In the summer of 1994, I was piloting my four-wheeler through backwoods trails towards a friend's house. The purpose of the journey was to spend the day swinging on a rope tied in a tall tree over a wide and sufficiently deep creek. Should've been fun times all around but, alas and alack, things didn't work out as expected.
While negotiating a downward grade in a particularly rough trail, I went over a bump too fast, hit the next one wrong, and was thrown uncerimoniously into the air.
The four-wheeler came down in the forest, resting against a fallen tree, and still running. Oddly enough, the vehicle had been acting up in the previous months; half the time, we couldn't even get the damn thing started. After the accident, it turned over on the first try every time. Go figure.
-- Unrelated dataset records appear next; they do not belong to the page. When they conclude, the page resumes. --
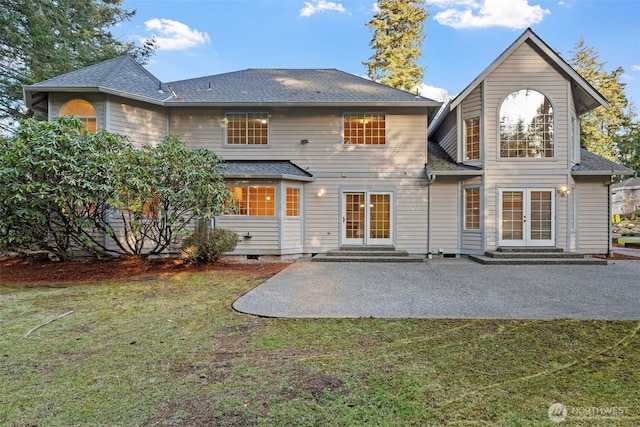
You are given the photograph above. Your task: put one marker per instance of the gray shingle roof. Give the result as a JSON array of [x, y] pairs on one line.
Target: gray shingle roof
[[125, 77], [630, 183], [266, 169], [122, 75], [592, 164], [440, 163], [256, 86]]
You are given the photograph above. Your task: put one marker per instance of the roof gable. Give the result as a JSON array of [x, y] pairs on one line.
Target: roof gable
[[587, 97], [121, 75]]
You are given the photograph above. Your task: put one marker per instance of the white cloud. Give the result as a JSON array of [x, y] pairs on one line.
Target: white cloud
[[515, 14], [321, 6], [174, 35], [434, 92]]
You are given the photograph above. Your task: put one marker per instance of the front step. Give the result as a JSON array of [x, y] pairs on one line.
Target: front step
[[534, 256], [367, 254], [483, 259]]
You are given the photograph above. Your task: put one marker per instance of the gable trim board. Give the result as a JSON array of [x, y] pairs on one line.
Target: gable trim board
[[407, 191]]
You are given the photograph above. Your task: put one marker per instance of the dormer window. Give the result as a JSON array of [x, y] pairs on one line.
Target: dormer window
[[526, 125], [83, 110]]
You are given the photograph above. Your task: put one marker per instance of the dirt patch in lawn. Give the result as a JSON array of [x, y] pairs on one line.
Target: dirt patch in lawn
[[28, 272]]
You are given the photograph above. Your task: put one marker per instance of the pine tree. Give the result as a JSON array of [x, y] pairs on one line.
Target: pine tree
[[605, 131], [398, 34], [44, 38]]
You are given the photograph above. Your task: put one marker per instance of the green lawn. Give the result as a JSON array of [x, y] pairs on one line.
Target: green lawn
[[171, 351]]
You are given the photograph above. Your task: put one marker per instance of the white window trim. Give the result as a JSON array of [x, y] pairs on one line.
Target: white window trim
[[225, 130]]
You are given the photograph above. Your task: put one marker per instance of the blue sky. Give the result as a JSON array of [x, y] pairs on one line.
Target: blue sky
[[204, 37]]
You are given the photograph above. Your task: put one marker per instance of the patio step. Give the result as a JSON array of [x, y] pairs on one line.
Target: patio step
[[367, 254], [535, 256]]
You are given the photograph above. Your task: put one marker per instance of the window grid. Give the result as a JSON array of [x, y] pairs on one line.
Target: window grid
[[540, 215], [293, 201], [472, 208], [365, 129], [472, 133], [84, 111], [247, 128], [379, 216], [526, 126], [355, 217], [512, 215], [253, 201]]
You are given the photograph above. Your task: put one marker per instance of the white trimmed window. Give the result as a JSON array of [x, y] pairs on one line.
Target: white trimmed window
[[472, 138], [247, 128], [83, 110], [364, 128], [472, 208], [293, 201], [526, 125], [254, 200]]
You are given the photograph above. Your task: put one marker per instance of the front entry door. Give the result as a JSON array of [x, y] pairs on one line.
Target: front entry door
[[527, 217], [367, 218]]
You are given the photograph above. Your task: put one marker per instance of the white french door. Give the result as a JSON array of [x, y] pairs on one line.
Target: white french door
[[527, 217], [367, 218]]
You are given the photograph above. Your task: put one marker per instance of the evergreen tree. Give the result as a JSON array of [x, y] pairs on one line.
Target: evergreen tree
[[604, 131], [41, 39], [398, 34]]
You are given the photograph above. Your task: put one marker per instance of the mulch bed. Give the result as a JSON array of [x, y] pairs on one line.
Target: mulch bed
[[28, 272]]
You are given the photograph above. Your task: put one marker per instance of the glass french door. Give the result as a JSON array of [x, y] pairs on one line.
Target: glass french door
[[527, 217], [367, 218]]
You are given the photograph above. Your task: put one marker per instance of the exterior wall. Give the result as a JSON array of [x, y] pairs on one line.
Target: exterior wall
[[325, 153], [525, 69], [142, 123], [396, 167], [471, 107], [592, 215], [447, 135], [445, 215], [472, 240], [99, 102]]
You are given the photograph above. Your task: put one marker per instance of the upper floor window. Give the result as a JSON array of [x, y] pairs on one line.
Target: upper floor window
[[526, 125], [365, 129], [472, 138], [293, 201], [254, 200], [83, 110], [247, 128]]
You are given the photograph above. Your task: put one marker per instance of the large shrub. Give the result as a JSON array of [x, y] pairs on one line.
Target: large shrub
[[62, 188], [208, 245]]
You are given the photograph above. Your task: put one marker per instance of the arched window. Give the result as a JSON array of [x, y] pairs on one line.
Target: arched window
[[83, 110], [526, 125]]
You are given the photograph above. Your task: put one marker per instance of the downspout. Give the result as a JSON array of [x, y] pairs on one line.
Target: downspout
[[609, 205], [430, 179]]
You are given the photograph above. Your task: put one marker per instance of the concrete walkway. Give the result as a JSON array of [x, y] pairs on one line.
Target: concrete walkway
[[448, 288]]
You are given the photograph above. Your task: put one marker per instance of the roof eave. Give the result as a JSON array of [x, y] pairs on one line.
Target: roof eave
[[457, 173], [606, 172], [418, 104], [552, 55], [88, 89], [284, 177]]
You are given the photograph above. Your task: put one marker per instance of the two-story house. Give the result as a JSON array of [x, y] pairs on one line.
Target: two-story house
[[320, 159]]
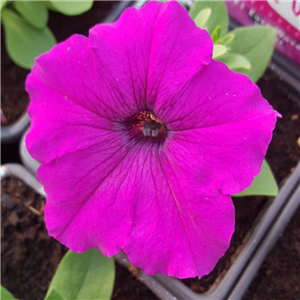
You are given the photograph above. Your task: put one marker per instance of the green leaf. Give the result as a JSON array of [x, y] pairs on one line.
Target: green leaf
[[227, 39], [256, 43], [216, 34], [23, 42], [219, 50], [263, 185], [88, 275], [5, 294], [34, 12], [54, 295], [218, 17], [235, 61], [2, 3], [71, 7], [202, 17]]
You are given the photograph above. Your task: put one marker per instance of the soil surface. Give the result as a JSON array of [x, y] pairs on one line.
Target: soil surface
[[14, 99], [29, 257], [279, 276], [283, 155]]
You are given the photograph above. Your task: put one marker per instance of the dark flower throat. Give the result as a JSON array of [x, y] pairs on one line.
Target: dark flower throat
[[145, 125]]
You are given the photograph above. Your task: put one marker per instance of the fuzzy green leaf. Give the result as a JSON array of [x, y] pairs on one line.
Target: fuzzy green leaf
[[88, 275], [218, 17], [72, 7], [34, 12], [263, 185], [24, 42], [2, 3], [54, 295], [235, 61], [219, 51], [256, 43], [202, 17], [5, 294]]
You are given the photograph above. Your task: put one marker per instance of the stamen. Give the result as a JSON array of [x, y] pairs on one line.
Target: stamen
[[146, 125]]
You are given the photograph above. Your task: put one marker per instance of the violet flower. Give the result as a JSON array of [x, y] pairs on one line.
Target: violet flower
[[143, 138]]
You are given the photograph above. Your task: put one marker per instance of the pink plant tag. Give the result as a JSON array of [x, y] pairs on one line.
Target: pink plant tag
[[281, 14]]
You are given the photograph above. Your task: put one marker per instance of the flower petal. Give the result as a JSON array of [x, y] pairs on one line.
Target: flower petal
[[178, 229], [65, 113], [135, 202], [150, 50], [220, 127]]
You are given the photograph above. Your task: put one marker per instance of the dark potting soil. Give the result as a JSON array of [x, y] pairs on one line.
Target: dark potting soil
[[283, 155], [14, 99], [29, 257], [279, 276]]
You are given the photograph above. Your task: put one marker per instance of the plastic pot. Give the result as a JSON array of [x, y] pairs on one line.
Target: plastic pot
[[255, 249], [11, 133]]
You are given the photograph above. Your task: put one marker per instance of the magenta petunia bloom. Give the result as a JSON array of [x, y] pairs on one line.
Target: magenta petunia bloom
[[143, 137]]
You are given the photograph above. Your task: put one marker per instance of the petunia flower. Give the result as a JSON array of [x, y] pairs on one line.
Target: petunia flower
[[143, 137]]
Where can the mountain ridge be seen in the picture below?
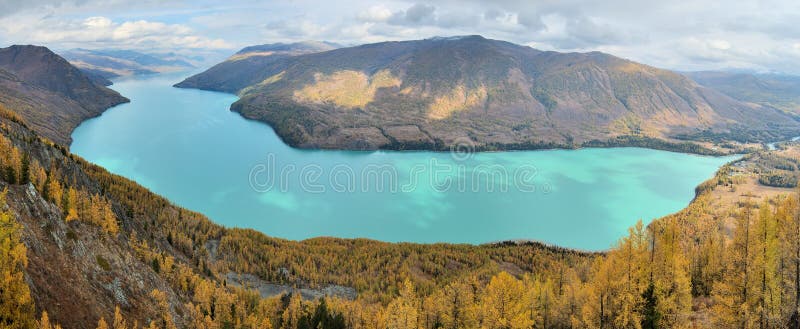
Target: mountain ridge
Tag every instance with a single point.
(431, 93)
(50, 94)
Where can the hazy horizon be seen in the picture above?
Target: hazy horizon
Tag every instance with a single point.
(753, 35)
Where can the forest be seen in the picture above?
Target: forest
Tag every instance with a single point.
(690, 269)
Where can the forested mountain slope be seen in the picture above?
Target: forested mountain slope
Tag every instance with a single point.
(251, 65)
(80, 243)
(51, 95)
(438, 92)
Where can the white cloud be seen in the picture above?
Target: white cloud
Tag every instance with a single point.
(100, 31)
(375, 14)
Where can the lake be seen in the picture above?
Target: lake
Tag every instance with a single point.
(187, 146)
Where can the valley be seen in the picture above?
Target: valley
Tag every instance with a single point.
(164, 138)
(104, 225)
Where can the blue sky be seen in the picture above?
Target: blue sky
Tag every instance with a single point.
(760, 35)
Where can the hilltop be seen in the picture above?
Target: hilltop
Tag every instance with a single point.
(251, 65)
(438, 92)
(50, 94)
(119, 62)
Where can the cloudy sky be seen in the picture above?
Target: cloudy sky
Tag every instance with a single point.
(682, 35)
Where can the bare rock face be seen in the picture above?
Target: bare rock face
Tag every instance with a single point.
(497, 94)
(78, 272)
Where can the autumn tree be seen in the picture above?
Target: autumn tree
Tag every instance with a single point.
(403, 311)
(504, 304)
(16, 305)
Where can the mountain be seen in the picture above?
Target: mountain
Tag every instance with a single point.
(249, 65)
(91, 248)
(93, 241)
(51, 95)
(779, 91)
(440, 92)
(113, 63)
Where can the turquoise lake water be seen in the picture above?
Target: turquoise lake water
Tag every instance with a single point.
(187, 145)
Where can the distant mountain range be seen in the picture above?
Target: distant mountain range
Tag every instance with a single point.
(439, 92)
(50, 94)
(779, 91)
(113, 63)
(251, 65)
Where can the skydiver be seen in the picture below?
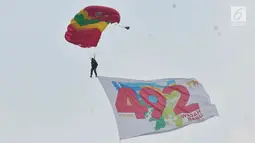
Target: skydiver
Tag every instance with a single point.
(94, 65)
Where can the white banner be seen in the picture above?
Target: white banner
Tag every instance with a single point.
(155, 106)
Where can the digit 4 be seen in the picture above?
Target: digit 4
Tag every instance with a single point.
(127, 102)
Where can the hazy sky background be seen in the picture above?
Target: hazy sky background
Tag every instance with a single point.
(46, 95)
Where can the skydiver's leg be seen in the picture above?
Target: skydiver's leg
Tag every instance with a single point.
(95, 71)
(91, 72)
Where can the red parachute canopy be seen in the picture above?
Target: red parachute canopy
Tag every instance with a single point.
(86, 27)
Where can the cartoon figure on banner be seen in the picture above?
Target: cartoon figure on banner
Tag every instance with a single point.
(163, 104)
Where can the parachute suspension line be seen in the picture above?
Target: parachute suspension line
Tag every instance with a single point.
(121, 26)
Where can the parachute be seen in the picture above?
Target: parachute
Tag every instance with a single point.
(86, 27)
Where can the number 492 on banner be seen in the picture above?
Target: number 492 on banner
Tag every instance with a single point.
(127, 102)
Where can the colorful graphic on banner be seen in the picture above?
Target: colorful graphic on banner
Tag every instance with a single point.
(163, 104)
(143, 107)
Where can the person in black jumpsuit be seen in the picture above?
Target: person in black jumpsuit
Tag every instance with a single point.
(94, 65)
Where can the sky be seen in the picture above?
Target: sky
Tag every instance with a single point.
(46, 94)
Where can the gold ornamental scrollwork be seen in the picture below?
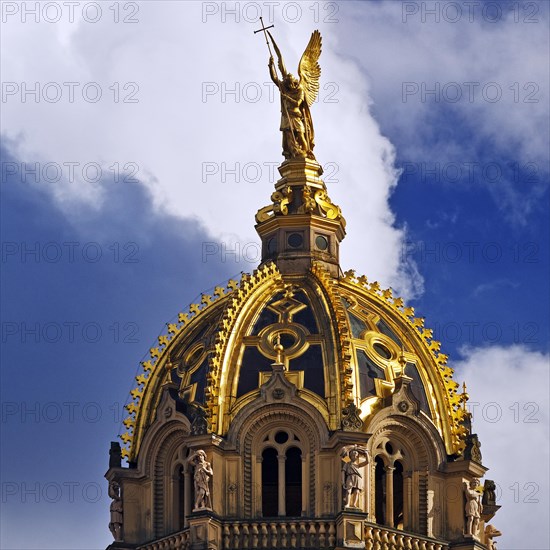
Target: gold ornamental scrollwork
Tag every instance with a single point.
(281, 200)
(329, 209)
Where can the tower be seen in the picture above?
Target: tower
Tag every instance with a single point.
(299, 407)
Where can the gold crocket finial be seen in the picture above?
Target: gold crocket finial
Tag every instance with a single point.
(297, 96)
(465, 396)
(402, 360)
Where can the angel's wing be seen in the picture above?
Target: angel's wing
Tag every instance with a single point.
(280, 61)
(309, 70)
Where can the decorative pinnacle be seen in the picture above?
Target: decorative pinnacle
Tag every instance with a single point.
(464, 396)
(402, 361)
(279, 348)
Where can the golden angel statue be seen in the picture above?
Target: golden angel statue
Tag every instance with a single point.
(297, 96)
So, while the four-wheeler was pitched one way, I went the other. I slammed into the hill, rolled down, and blacked out. It was estimated that I hit the ground at somewhere around 35-40 miles per hour.
I came to seconds later, tried to stand up, and blacked out again. In my violent roll down the hill, my helmet flew off; we found it several hundred feet away in the woods. That's a PSA for the kids; if I had forgotten the helmet, I'd either be dead or a vegetable. Somehow, I also lost a shoe.
By the time my brother and cousin, who were riding ahead of me, realized what had happened and turned around, I had stood up again and found that I couldn't move my left arm. Then I noticed that my left shoulder was at a disturbing right angle. Then the pain set in.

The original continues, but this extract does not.